Podobnie jak poprzedni burmistrzowie, Rajewski nie uzasadniał pisemnie swej opinii, licząc na publiczną dyskusję z myśliwymi na temat sensu organizacji polowań. Do spotkania jednak nie doszło, a kilka dni później burmistrz tuż koło swego domu przekonał się, że myśliwi nie zamierzają się poddać.
- Szedłem sobie na spacer dróżką, zauważyłem, że jeździ dziwny samochód. Okazało się, że wyszedł pan z bronią i zaczął celować do sarny - wspomina burmistrz Błaszek. - Wstyd powiedzieć, ale uciekłem w krzaki, bo się wystraszyłem. Pokazali mi, w jaki sposób łamie się prawo - mówi Karol Rajewski.
Jak się okazuje, nie tylko on ma problemy z myśliwymi w okolicy. - Są takie dni, kiedy polują - mówi Sebastian Kafel i dodaje, że nie zdarzyło mu się jeszcze, by został poinformowany wcześniej, że w okolicy rozlegną się strzały.
Podobny kłopot ma inna mieszkanka okolic. - No tak na dziko strzelają. Mam dzieci, a dzieci w ogrodzie się bawią... - zwraca uwagę i dodaje, że tam, gdzie poprzednio mieszkała, postrzelona została jedna z sąsiadek.
Starosta: można polować
Sprzeciw Rajewskiego nie doprowadził do zakazu polowań w gminie. Starosta sieradzki, który podejmuje ostateczną decyzję, pozwolił bowiem myśliwym na strzelanie do zwierząt przez kolejnych dziesięć lat.
- Jeżeli pan burmistrz wyraża opinię, że nie podoba mu się to polowanie, to ma do tego prawo, ale wewnętrznie - uważa Mariusz Bądzior, starosta sieradzki. - Przy jednej opinii negatywnej dlaczego miałem nie podpisać umowy? - pyta.
Po decyzji starosty myśliwi odetchnęli z ulgą. Żaden z nich nie próbował już się dowiedzieć, czemu Rajewski sprzeciwia się polowaniom.
- Nie widzimy problemu, ponieważ to trafia do starosty, starosta podejmuje decyzję, umowy zostały przedłużone. Nie widzę potrzeby rozmowy z panem Burmistrzem - mówi Lech Krawczyk, rzecznik Polskiego Związku Łowieckiego w Sieradzu.

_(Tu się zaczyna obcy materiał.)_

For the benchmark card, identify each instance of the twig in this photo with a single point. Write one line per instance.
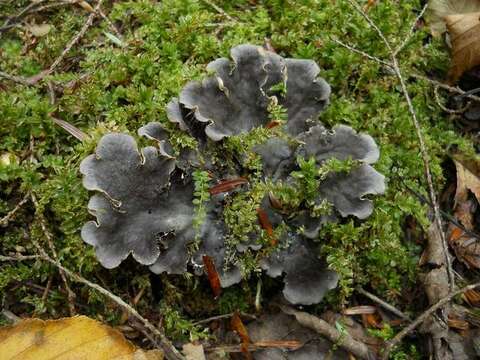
(411, 32)
(48, 235)
(219, 10)
(441, 85)
(259, 345)
(10, 316)
(14, 78)
(32, 5)
(19, 257)
(423, 149)
(383, 303)
(420, 319)
(444, 108)
(363, 53)
(72, 130)
(170, 352)
(342, 339)
(75, 39)
(4, 221)
(225, 316)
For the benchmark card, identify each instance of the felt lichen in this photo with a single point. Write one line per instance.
(276, 175)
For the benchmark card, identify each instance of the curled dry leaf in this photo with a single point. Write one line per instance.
(39, 30)
(71, 338)
(464, 30)
(466, 246)
(439, 9)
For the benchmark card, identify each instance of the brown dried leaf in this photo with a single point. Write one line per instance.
(359, 310)
(78, 337)
(266, 225)
(439, 9)
(193, 352)
(227, 185)
(472, 297)
(213, 276)
(85, 5)
(458, 324)
(464, 30)
(467, 178)
(237, 325)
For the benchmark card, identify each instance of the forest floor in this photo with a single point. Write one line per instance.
(71, 72)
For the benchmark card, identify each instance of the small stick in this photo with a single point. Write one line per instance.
(75, 39)
(420, 319)
(363, 53)
(170, 352)
(10, 316)
(421, 141)
(219, 10)
(260, 345)
(342, 339)
(4, 221)
(19, 257)
(224, 316)
(14, 78)
(383, 303)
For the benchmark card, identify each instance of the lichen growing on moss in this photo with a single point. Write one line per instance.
(104, 88)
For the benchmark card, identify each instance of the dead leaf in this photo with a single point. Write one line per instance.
(359, 310)
(77, 337)
(39, 30)
(213, 276)
(438, 9)
(193, 351)
(372, 320)
(227, 185)
(237, 325)
(464, 30)
(458, 324)
(466, 179)
(464, 243)
(472, 297)
(85, 5)
(266, 225)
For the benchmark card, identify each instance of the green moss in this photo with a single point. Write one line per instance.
(102, 87)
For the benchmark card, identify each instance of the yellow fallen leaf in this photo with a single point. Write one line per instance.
(438, 9)
(464, 30)
(74, 338)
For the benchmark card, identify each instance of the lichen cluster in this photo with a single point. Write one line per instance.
(276, 175)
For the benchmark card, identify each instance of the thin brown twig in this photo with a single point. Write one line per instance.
(423, 149)
(75, 39)
(383, 304)
(4, 221)
(14, 78)
(48, 235)
(342, 339)
(260, 345)
(23, 12)
(363, 53)
(433, 82)
(19, 257)
(224, 316)
(219, 10)
(444, 108)
(420, 319)
(170, 352)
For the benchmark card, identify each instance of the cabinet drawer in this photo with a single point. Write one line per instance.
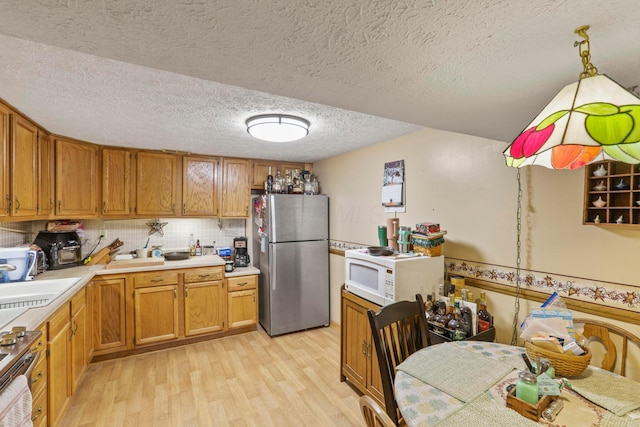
(241, 283)
(155, 278)
(39, 411)
(59, 321)
(39, 375)
(41, 344)
(78, 301)
(203, 275)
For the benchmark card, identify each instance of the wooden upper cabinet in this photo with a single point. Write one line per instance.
(199, 182)
(236, 193)
(116, 182)
(76, 187)
(5, 118)
(156, 184)
(260, 171)
(24, 167)
(45, 175)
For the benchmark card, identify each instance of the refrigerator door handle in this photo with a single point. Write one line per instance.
(272, 269)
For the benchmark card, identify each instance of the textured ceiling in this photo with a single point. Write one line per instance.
(185, 74)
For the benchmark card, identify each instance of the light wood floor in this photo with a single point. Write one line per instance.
(243, 380)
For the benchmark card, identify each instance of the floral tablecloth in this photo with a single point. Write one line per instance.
(424, 405)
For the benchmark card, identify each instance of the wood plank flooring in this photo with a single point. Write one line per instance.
(243, 380)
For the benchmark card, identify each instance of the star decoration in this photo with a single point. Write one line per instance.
(155, 227)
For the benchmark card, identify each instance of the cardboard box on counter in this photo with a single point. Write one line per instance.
(427, 227)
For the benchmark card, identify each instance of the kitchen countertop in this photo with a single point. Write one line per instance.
(33, 317)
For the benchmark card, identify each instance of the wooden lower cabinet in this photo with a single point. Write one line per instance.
(156, 313)
(58, 364)
(242, 301)
(358, 359)
(39, 381)
(107, 297)
(204, 298)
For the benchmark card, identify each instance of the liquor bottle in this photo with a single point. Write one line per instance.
(484, 317)
(277, 183)
(269, 183)
(192, 245)
(457, 324)
(289, 182)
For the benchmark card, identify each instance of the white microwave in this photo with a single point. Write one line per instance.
(387, 279)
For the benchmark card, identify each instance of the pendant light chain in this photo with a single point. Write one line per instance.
(514, 337)
(585, 54)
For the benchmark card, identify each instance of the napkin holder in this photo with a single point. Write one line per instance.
(526, 409)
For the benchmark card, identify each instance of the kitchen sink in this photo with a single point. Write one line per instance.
(34, 293)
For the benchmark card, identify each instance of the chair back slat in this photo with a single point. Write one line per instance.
(398, 330)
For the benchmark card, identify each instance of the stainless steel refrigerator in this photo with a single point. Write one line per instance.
(291, 249)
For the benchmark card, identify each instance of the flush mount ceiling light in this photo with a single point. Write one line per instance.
(277, 127)
(590, 120)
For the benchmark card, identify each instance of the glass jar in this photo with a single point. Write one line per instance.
(527, 387)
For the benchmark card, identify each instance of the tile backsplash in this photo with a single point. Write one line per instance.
(134, 232)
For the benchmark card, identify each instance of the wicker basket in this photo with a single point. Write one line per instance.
(565, 365)
(430, 246)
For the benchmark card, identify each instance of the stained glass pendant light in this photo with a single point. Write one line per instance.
(591, 120)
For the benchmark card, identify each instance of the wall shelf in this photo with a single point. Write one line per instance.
(617, 184)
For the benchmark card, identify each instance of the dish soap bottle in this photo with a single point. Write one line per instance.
(192, 246)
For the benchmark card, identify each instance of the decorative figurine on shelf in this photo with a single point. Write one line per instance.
(601, 171)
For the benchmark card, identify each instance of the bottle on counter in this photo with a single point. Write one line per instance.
(277, 183)
(485, 320)
(268, 184)
(192, 246)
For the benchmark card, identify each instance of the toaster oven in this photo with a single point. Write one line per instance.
(62, 248)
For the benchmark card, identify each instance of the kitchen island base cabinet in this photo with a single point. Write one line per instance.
(358, 359)
(242, 294)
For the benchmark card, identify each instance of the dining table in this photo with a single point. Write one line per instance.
(465, 383)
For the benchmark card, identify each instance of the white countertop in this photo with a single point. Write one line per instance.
(33, 317)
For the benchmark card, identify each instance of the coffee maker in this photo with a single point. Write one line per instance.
(240, 255)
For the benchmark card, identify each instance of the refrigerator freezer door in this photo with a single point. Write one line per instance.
(297, 287)
(293, 218)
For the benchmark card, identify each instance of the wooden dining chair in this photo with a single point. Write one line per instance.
(399, 330)
(373, 414)
(596, 330)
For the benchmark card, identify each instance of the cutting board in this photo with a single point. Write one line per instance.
(136, 262)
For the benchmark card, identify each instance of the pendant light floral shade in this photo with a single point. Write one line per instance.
(590, 120)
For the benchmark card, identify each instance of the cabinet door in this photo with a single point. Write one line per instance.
(355, 342)
(156, 314)
(78, 340)
(76, 185)
(108, 307)
(24, 164)
(156, 184)
(199, 179)
(260, 171)
(58, 372)
(4, 161)
(203, 307)
(45, 175)
(242, 306)
(235, 188)
(116, 182)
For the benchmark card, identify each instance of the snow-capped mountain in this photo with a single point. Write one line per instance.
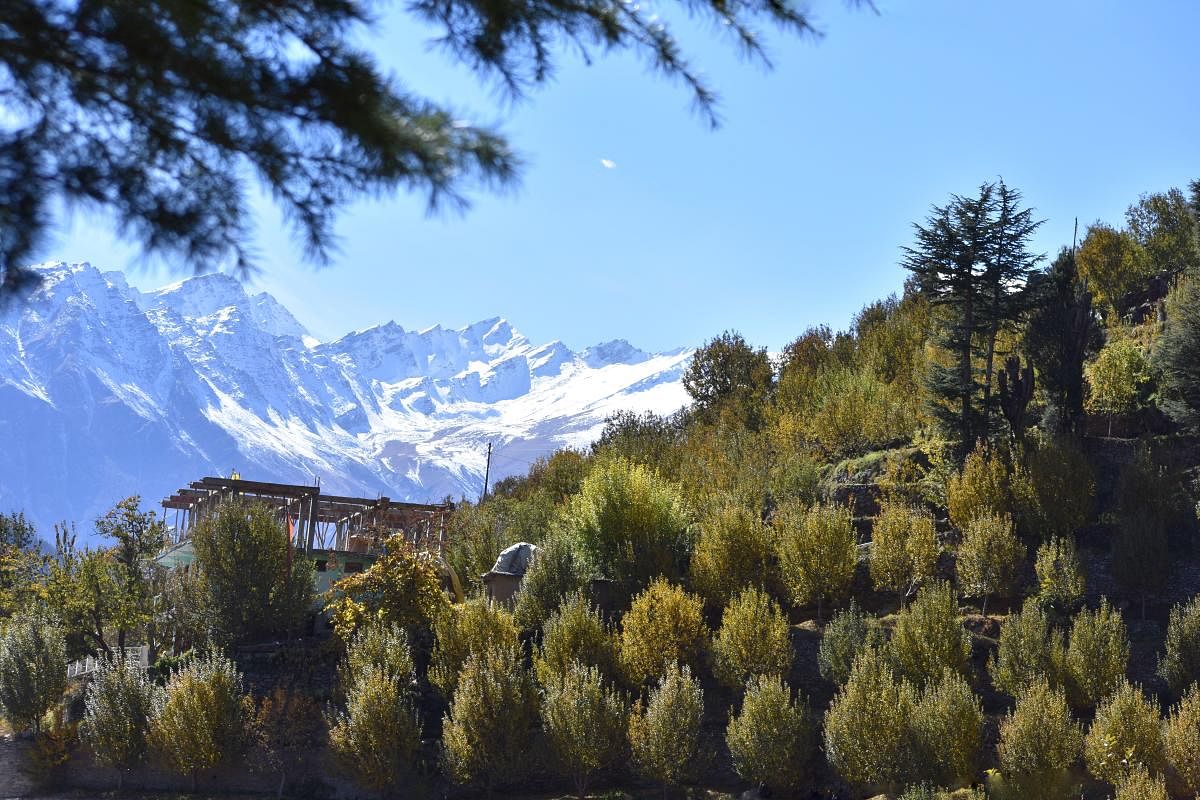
(107, 391)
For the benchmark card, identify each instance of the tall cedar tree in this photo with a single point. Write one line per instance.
(1062, 331)
(971, 260)
(159, 112)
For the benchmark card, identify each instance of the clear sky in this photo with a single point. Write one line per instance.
(793, 212)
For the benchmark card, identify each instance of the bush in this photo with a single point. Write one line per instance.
(1181, 739)
(33, 669)
(733, 551)
(198, 721)
(256, 590)
(1140, 785)
(1180, 665)
(1038, 743)
(629, 524)
(849, 633)
(753, 639)
(817, 552)
(665, 625)
(118, 708)
(402, 585)
(1030, 651)
(585, 721)
(1060, 577)
(771, 738)
(1127, 733)
(480, 744)
(1054, 491)
(867, 726)
(990, 558)
(377, 738)
(947, 726)
(1097, 655)
(929, 638)
(575, 632)
(552, 575)
(665, 734)
(979, 489)
(904, 547)
(463, 630)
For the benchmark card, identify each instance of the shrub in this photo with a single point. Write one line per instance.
(585, 721)
(1127, 733)
(1030, 651)
(552, 575)
(904, 547)
(1038, 743)
(402, 585)
(575, 632)
(463, 630)
(867, 725)
(1181, 739)
(1140, 785)
(1180, 665)
(118, 708)
(255, 588)
(1060, 576)
(1054, 491)
(771, 738)
(198, 720)
(947, 726)
(979, 489)
(665, 734)
(753, 639)
(286, 727)
(1097, 655)
(733, 551)
(629, 523)
(817, 553)
(990, 558)
(849, 633)
(929, 638)
(480, 744)
(33, 669)
(665, 625)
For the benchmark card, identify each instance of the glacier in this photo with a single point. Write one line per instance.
(108, 391)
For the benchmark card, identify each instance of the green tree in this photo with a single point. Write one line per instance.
(629, 524)
(990, 558)
(928, 637)
(817, 552)
(1097, 655)
(664, 734)
(465, 630)
(867, 731)
(664, 626)
(727, 378)
(1127, 733)
(904, 547)
(257, 585)
(480, 745)
(198, 721)
(118, 708)
(1038, 743)
(1030, 651)
(753, 639)
(33, 669)
(585, 721)
(771, 738)
(850, 631)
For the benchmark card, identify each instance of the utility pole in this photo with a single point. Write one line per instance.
(487, 471)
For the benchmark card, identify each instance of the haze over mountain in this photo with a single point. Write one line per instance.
(107, 391)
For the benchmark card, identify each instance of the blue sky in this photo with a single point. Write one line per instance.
(792, 214)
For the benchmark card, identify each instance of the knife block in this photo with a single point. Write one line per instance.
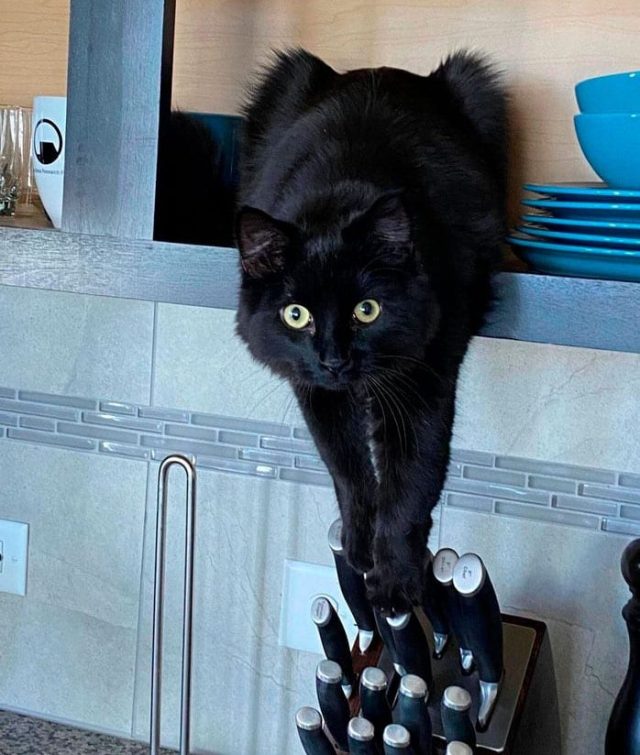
(525, 720)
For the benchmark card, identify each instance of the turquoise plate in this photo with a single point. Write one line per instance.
(578, 261)
(587, 210)
(588, 239)
(586, 226)
(585, 192)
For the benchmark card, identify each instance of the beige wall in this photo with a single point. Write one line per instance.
(545, 46)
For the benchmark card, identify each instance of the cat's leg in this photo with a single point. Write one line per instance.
(415, 449)
(337, 421)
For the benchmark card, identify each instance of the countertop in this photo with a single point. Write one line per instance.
(22, 735)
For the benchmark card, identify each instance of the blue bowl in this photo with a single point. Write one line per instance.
(611, 144)
(615, 93)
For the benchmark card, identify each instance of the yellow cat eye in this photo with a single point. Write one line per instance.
(296, 316)
(367, 311)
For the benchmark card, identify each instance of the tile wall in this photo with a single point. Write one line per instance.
(544, 484)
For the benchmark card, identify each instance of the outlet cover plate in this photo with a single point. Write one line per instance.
(302, 584)
(14, 537)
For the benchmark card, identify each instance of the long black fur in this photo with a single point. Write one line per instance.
(381, 184)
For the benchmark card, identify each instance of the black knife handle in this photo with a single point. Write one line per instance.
(313, 738)
(333, 703)
(333, 637)
(384, 630)
(412, 647)
(482, 622)
(411, 711)
(458, 748)
(351, 583)
(397, 740)
(433, 601)
(374, 705)
(454, 712)
(361, 737)
(444, 563)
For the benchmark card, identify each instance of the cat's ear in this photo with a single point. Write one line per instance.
(386, 221)
(263, 242)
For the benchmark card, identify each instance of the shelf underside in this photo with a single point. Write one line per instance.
(545, 309)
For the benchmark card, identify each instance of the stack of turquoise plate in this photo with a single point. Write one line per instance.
(583, 230)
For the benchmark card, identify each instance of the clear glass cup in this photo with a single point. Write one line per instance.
(16, 170)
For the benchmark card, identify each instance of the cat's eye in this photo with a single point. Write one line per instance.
(367, 311)
(296, 316)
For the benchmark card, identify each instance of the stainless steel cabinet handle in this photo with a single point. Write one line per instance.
(158, 595)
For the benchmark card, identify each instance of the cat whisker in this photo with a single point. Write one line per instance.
(390, 404)
(403, 410)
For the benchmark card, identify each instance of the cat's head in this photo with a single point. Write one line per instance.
(334, 307)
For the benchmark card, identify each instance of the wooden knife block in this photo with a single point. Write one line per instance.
(525, 720)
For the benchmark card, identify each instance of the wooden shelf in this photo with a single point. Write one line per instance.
(540, 308)
(27, 216)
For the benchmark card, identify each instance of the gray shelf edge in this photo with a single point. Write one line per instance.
(581, 312)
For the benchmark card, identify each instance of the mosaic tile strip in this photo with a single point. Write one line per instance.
(542, 491)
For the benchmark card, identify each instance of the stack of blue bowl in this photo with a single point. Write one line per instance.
(592, 229)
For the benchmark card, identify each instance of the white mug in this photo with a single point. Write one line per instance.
(47, 151)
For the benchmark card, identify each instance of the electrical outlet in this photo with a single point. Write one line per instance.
(14, 539)
(302, 584)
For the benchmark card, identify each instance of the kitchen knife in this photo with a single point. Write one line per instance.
(334, 640)
(353, 589)
(361, 737)
(384, 630)
(443, 565)
(435, 607)
(374, 705)
(454, 712)
(411, 646)
(313, 738)
(411, 712)
(397, 739)
(333, 703)
(481, 613)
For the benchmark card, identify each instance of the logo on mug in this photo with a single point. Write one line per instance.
(47, 141)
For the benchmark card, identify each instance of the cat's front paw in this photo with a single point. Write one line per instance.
(358, 549)
(394, 588)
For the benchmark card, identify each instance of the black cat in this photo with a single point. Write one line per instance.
(372, 213)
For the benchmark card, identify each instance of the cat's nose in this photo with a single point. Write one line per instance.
(335, 366)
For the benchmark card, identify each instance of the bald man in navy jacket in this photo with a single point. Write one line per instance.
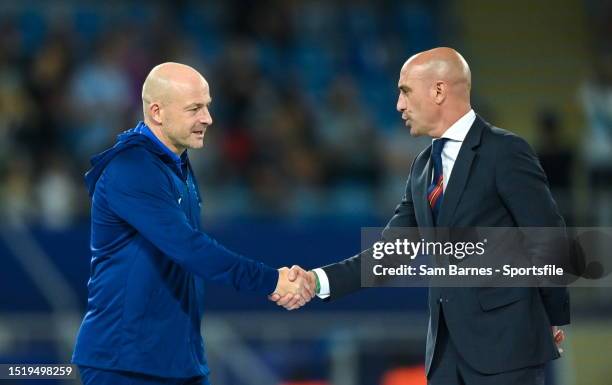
(473, 175)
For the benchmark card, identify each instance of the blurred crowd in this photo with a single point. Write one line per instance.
(303, 101)
(304, 98)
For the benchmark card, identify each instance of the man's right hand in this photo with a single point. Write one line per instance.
(295, 288)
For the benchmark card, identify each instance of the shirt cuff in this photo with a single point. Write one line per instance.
(324, 291)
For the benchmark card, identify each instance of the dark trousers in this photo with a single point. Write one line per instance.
(448, 368)
(94, 376)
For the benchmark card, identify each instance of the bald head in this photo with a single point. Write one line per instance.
(166, 80)
(434, 90)
(175, 103)
(443, 64)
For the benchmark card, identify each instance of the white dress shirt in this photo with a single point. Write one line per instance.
(456, 135)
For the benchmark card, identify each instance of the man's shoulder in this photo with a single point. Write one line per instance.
(502, 139)
(135, 165)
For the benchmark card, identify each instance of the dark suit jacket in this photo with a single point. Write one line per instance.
(496, 181)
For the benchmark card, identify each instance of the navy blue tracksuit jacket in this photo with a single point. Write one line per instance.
(149, 258)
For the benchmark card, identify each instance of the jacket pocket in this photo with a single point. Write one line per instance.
(495, 297)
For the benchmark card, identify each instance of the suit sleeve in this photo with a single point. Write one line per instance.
(140, 193)
(523, 187)
(345, 276)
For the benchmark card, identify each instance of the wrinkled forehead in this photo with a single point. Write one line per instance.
(411, 72)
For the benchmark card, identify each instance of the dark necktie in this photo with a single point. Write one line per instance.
(435, 192)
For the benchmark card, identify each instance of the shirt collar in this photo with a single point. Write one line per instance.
(460, 128)
(142, 128)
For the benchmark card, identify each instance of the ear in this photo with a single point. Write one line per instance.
(155, 112)
(439, 91)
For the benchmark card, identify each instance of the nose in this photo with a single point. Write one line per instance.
(206, 117)
(401, 105)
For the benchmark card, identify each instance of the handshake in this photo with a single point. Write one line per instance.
(295, 287)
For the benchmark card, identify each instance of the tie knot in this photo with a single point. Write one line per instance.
(437, 147)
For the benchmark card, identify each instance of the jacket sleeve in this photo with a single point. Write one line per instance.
(345, 276)
(523, 187)
(140, 193)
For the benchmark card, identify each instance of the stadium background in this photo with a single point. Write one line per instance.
(305, 150)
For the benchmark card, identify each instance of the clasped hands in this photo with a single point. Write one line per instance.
(295, 287)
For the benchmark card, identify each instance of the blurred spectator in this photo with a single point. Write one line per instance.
(557, 160)
(596, 96)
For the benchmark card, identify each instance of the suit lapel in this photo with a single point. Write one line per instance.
(421, 205)
(460, 173)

Nic nie daje także spotkanie Lecha Krawczyka z Karolem Rajewskim, które specjalnie organizujemy. Chociaż burmistrz proponuje, by myśliwi informowali wcześniej o planowanych polowaniach, porozumienia nie ma.
- Jest to bardzo trudne. Ja niekiedy pół godziny przed wyjściem w łowisko na polowanie indywidualne, nie wiem, czy będę polował - tłumaczy Lech Krawczyk.
"Nie można polować dla sportu, dla rozrywki"
Karol Rajewski zaznacza, że nie jest zupełnie przeciwko odstrzałowi zwierząt, powinien jednak zajmować się tym wykwalifikowany łowczy. - Powinno się prowadzić gospodarkę łowiecką. Nie można tak po prostu zostawić wszystkiego tak jak jest, tylko nie można polować dla sportu, dla rozrywki, po to tylko, żeby zabijać zwierzynę łowną. To nie na tym polega - przekonuje.
Myśliwi znaleźli też sojuszników w rządzonym przez Rajewskiego mieście. W walce burmistrza z myśliwymi większość radnych Błaszek poparła miłośników polowań. Na publiczną dyskusję, o którą chodziło burmistrzowi, popierającym polowania radnym zabrakło jednak odwagi.